Nissan veut gagner 3 points de marge d’exploitation à l’horizon 2017
Le plan stratégique à 6 ans que vient de dévoiler Nissan ne s’intitule pas «Power 88» par hasard. Le chiffre de 8% représente en effet la part de marché mondiale que le constructeur nippon entend atteindre d’ici mars 2017 et le niveau de marge d’exploitation visé à cet horizon. Sur l’exercice clos le 31 mars dernier, la part de marché de Nissan était de 5,8% pour une marge d’exploitation de 6,1%, mais la filiale à 44% de Renault a récemment indiqué que cette marge chuterait à 4,9% cette année à la suite des ruptures de production causées par le séisme qui a frappé l’archipel nippon.
D’application immédiate, ce plan est qualifié d’«ambitieux», par Carlos Ghosn, directeur général de Nissan. Il passera par «la mise sur le marché d’un nouveau véhicule toutes les six semaines en moyenne pour atteindre un parc de 66 modèles de voitures différents couvrant ainsi 92% du marché», relèvent les analystes de CM-CIC Securities, en ajoutant que Nissan souhaite «se rapprocher le plus possible de Toyota», premier constructeur mondial.
Concernant ses projets dans les voitures «propres», le constructeur nippon prévoit d’introduire sept nouveaux modèles de véhicules électriques en plus de la Leaf déjà commercialisée, tout en poursuivant le développement avec Daimler d’un modèle équipé de piles à combustible. L’alliance Renault-Nissan vise au total «1,5 million de véhicules électriques vendus d’ici à la fin de l’exercice 2016».
Le développement de son réseau commercial conduira Nissan à porter le nombre de ses points de vente de 6.000 à 7.500 (+25%), avec un accent mis sur les véhicules de haut de gamme et sur les pays émergents qui voient croître leur demande solvable pour ce type de véhicules. Afin de capter à l’échéance du plan 10% du segment mondial des véhicules de luxe, il entend commercialiser «au moins dix nouveaux modèles sous la marque Infiniti dans plus de 70 pays».
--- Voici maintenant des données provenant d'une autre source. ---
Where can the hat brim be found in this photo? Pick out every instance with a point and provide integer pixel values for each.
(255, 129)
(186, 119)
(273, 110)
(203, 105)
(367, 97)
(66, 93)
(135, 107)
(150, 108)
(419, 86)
En Chine où il produira 1,2 million de véhicules dès l’an prochain, sa part de marché devrait atteindre 10% dans 6 ans (6,2% actuellement), tandis qu’au Brésil il construira «une nouvelle usine d’une capacité initiale de 200.000 véhicules». «L’expansion chinoise de Nissan devrait perdurer malgré le ralentissement graduel de la croissance de ce marché», juge Takeshi Miyao, analyste chez Carnorama. L’annonce du plan a profité à Renault. Son action a terminé hier en hausse de 1% à 39,5 euros à Paris.